By default, some image types are rendered in three views (front, side, top view) with axis arrows shown in the left bottom corner, while other image types are only rendered in front view without axis arrows. This can be changed by the --view and --no-axes options.

By default, the images are rendered in one resolution, 800x800. This can be changed by the --size option. If multiple sizes are provided (e.g. --size 100x100 800x800 1600x1600), only the largest size (measured by area) will be rendered and the others will be obtained by resizing (use --render_each_size to render each size separately). If you use --size without any value, no PNG images will be rendered but captions (.caption.json) and state files (.molj) will still be created.

Overview of the command-line arguments

positional arguments:
  entry_id              Entry identifier (PDB ID or AlphaFoldDB ID).
  output_dir            Output directory.

optional arguments:
  -h, --help            show this help message and exit
  -v, --version         Print version info and exit.
  --input INPUT         Input structure file path or URL (.cif, .bcif,
                        .cif.gz, .bcif.gz).
  --input-public INPUT_PUBLIC
                        Input structure URL to use in saved Mol* states (.molj
                        files) (cif or bcif format).
  --mode {pdb,alphafold}
                        Mode.
  --api-url API_URL     PDBe API URL (can use http:, https:, or file: protocol).
                        Default: https://www.ebi.ac.uk/pdbe/api.
  --api-retry           Retry any failed API call up to 5 times, waiting
                        random time (up to 30 seconds) before each retry.
  --no-api              Do not use PDBe API at all (some images will be
                        skipped, some entity names will be different in
                        captions, etc.).
  --size [SIZE ...]     One or more output image sizes, e.g. 800x800 200x200.
                        Default: 800x800. Only the largest size is rendered,
                        others are obtained by resizing unless
                        --render_each_size is used. Use without any value to
                        disable image rendering (only create captions and MOLJ
                        files).
  --render-each-size    Render image for each size listed in --size, instead
                        of rendering only the first size and resampling to the
                        other sizes.
  --type [{entry,assembly,entity,domain,ligand,modres,bfactor,validation,plddt,all} ...]
                        One or more image types to be created. Use "all" as a
                        shortcut for all types. See README.md for details on
                        image types. Default: all.
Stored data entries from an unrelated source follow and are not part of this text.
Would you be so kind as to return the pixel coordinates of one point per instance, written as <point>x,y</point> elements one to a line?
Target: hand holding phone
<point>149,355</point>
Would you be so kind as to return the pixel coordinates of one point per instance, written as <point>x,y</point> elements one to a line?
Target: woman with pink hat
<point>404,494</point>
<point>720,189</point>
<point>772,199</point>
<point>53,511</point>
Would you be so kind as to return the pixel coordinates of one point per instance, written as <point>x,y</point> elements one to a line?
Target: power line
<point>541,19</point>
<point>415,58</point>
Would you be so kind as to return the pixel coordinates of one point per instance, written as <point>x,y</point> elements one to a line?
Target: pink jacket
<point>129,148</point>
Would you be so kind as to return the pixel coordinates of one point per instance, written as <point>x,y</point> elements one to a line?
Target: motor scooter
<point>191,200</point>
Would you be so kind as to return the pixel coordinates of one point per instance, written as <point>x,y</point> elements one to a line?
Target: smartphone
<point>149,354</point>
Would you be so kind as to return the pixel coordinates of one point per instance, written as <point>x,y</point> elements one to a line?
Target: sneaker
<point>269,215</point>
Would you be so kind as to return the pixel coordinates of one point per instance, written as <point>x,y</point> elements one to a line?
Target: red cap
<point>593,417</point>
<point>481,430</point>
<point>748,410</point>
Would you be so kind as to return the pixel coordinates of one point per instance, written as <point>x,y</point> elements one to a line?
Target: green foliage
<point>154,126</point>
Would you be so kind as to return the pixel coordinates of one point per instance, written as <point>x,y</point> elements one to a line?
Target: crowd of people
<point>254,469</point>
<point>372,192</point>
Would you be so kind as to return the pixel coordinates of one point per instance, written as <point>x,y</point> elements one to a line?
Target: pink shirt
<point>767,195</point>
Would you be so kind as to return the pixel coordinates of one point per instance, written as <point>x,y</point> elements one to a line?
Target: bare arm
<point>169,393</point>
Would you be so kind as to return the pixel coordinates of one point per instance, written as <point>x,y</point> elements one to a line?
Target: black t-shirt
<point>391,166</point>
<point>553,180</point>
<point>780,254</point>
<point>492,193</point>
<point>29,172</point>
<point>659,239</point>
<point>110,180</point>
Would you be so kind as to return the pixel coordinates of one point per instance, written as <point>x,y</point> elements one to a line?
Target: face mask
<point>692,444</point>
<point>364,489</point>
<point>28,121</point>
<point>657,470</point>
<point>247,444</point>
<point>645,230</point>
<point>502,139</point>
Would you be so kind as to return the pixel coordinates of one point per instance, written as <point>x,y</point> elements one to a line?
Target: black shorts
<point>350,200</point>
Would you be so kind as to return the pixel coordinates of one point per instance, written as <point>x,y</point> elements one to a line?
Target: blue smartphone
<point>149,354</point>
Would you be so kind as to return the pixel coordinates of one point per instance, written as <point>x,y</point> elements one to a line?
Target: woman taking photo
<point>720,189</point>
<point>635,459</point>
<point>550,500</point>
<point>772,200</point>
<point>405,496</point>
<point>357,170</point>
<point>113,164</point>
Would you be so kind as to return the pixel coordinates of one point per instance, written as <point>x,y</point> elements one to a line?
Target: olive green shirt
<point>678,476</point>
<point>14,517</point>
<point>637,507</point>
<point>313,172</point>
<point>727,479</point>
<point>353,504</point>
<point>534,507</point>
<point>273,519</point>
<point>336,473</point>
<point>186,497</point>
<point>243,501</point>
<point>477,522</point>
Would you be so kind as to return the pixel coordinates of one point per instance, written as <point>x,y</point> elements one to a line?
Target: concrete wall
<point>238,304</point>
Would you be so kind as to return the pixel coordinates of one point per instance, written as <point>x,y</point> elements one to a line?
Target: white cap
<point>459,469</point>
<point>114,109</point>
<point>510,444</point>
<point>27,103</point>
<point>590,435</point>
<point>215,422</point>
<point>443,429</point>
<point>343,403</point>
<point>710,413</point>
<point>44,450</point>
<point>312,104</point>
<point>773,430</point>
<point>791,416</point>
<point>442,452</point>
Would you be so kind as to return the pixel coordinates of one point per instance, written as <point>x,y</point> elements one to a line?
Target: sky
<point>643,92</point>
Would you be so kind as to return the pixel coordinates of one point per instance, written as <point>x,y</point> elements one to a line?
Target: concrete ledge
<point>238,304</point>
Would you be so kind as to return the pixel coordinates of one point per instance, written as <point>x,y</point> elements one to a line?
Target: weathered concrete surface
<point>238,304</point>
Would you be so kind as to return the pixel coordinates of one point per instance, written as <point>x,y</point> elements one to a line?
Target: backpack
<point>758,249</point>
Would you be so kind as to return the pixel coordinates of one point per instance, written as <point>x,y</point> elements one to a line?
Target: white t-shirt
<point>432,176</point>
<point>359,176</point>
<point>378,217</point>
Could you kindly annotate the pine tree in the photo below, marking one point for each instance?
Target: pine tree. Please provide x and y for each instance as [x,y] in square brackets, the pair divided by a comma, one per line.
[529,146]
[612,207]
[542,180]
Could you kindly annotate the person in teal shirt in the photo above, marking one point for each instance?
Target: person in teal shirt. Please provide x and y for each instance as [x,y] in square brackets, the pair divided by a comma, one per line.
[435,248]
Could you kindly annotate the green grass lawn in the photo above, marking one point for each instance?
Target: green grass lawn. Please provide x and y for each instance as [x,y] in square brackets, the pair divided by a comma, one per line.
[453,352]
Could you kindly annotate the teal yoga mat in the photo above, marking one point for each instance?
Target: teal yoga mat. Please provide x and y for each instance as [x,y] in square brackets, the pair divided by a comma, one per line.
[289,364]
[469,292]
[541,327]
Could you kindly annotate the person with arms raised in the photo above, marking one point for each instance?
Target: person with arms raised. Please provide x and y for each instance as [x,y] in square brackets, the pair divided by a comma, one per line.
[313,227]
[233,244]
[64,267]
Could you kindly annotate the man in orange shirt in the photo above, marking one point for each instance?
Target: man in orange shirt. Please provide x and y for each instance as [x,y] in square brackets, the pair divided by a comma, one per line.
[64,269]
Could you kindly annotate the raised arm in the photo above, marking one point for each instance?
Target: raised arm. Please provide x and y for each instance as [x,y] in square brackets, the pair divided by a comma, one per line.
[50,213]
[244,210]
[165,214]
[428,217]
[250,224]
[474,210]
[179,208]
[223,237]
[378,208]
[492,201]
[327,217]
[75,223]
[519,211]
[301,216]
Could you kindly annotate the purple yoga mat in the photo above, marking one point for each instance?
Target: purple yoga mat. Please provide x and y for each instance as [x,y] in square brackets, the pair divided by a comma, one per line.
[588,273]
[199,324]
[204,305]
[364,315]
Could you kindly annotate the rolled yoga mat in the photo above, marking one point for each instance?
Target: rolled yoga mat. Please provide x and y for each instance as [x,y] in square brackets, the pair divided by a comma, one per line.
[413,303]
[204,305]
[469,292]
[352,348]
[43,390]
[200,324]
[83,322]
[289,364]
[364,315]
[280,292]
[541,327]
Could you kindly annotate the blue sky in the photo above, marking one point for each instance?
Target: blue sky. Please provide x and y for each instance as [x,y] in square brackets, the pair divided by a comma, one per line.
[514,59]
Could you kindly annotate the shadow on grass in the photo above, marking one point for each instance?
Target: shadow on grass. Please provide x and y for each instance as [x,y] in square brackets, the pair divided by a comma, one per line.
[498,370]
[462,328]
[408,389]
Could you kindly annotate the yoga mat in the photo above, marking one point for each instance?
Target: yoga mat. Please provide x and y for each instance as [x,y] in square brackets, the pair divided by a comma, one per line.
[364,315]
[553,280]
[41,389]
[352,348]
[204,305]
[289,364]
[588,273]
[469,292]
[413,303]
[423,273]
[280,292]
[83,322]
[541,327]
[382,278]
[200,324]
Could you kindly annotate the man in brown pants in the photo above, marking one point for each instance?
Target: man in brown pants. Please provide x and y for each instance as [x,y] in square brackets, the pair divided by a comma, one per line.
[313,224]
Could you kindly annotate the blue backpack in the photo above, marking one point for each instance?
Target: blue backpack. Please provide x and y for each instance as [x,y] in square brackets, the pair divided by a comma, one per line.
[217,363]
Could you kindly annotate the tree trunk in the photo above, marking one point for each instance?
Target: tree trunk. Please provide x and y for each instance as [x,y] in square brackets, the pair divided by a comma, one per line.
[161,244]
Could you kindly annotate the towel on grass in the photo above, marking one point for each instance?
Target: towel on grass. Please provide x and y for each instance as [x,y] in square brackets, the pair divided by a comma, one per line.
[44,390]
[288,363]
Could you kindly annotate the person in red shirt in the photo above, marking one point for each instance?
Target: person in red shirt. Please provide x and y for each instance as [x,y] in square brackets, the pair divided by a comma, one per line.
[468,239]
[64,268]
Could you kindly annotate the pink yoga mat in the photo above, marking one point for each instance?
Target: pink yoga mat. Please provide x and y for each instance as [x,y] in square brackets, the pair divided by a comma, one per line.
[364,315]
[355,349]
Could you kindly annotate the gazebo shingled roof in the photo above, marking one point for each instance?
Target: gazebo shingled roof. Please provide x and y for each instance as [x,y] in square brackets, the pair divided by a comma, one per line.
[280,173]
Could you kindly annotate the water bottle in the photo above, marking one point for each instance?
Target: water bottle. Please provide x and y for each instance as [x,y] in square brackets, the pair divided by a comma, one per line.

Use without any value to
                        skip all types (only create summary files from
                        existing outputs).
  --view {front,all,auto}
                        Select which views should be created for each image
                        type (front view / all views (front, side, top) / auto
                        (creates all views only for these image types: entry,
                        assembly, entity, modres, plddt)). Default: auto.
  --opaque-background   Render opaque background in images (default:
                        transparent background).
  --no-axes             Do not render axis indicators aka PCA arrows (default:
                        render axes when rendering the same scene from
                        multiple view angles (front, side, top)).
  --show-hydrogens      Show hydrogen atoms in ball-and-stick visuals
                        (default: always ignore hydrogen atoms).
  --show-branched-sticks
                        Show semi-transparent ball-and-stick visuals for
                        branched entities (i.e. carbohydrates) in addition to
                        the default 3D-SNFG visuals.
  --ensemble-shades     Show individual models within an ensemble in different
                        shades of the base color (lighter and darker),
                        default: use the same colors for all models.
  --allow-lowest-quality
                        Allow any quality level for visuals, including
                        "lowest", which is really ugly (default: allow only
                        "lower" quality level and better).
  --force-bfactor       Force outputting "bfactor" image type even if the structure is
                        not from X-ray (this might be necessary for custom mmCIF files 
                        with missing information about experimental methods).
  --date DATE           Date to use as "last_modification" in the caption JSON
                        (default: today's date formatted as YYYY-MM-DD).
  --clear               Remove all contents of the output directory before
                        running.
  --log {ALL,TRACE,DEBUG,INFO,WARN,ERROR,FATAL,MARK,OFF}
                        Set logging level. Default: INFO.

Run in Docker

NOTE: Docker image for PDBImages uses Xvfb, which results in much worse performance compared to running it directly on a machine with GPU (see FAQ).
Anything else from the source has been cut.